How is Title V different from Medicaid? Medicaid is a health insurance program that pays for medical services for eligible individuals. Title V is a block grant that funds public health infrastructure, direct services, and systems building for maternal and child health. They complement each other—many families benefit from both.
Does Title V cover dental care for children? Many states use Title V funds to support children’s dental health services, including fluoride varnish, dental sealants, and dental screenings. Contact your state MCH program for available dental services.

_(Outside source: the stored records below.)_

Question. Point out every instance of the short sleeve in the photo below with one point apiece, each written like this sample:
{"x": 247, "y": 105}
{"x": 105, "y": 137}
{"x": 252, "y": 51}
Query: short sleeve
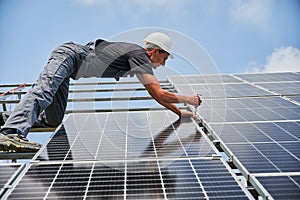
{"x": 140, "y": 64}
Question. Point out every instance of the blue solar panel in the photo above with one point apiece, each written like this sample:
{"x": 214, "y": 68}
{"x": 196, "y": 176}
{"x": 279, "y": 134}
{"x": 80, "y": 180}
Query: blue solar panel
{"x": 281, "y": 187}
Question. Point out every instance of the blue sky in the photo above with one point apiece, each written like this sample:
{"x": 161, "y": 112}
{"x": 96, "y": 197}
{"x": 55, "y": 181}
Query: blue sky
{"x": 239, "y": 35}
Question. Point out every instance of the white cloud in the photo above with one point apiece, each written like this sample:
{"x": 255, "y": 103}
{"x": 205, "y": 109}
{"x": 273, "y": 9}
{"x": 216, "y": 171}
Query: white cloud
{"x": 283, "y": 59}
{"x": 255, "y": 12}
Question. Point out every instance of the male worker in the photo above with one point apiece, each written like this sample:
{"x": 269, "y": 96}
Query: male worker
{"x": 46, "y": 101}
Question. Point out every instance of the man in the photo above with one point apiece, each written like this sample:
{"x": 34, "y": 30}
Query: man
{"x": 45, "y": 103}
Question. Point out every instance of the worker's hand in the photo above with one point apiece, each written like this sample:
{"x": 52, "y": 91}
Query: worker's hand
{"x": 195, "y": 100}
{"x": 186, "y": 114}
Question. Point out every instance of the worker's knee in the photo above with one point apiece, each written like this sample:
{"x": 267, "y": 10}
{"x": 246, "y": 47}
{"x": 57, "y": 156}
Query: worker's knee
{"x": 53, "y": 120}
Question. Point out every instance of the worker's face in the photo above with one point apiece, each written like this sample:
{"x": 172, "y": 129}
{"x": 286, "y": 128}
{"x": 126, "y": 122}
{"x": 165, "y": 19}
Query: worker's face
{"x": 157, "y": 58}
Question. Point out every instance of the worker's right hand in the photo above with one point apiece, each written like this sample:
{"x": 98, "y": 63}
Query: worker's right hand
{"x": 195, "y": 100}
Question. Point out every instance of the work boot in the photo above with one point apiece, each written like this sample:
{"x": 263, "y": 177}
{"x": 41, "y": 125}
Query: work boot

What counts as a “special healthcare need”? A child with a special healthcare need has or is at increased risk for a chronic physical, developmental, behavioral, or emotional condition and requires health services beyond what children generally need. This includes conditions such as asthma, diabetes, ADHD, autism, cerebral palsy, congenital heart conditions, and many others.
How to Get Started
- Visit mchb.hrsa.gov for state MCH program contacts
- Contact your state health department and ask about maternal and child health services
- Find your local community health center at findahealthcenter.hrsa.gov
- For CYSHCN services, find your state program at familyvoices.org
- Call 211 for maternal and child health referrals in your area
From the first prenatal visit to the last childhood immunization, from newborn screening to transition to adult healthcare, Title V is there—quietly, consistently, and effectively supporting the health of mothers and children across America. If you are pregnant, raising a child, or caring for a child with a special healthcare need, Title V-funded services in your state can help.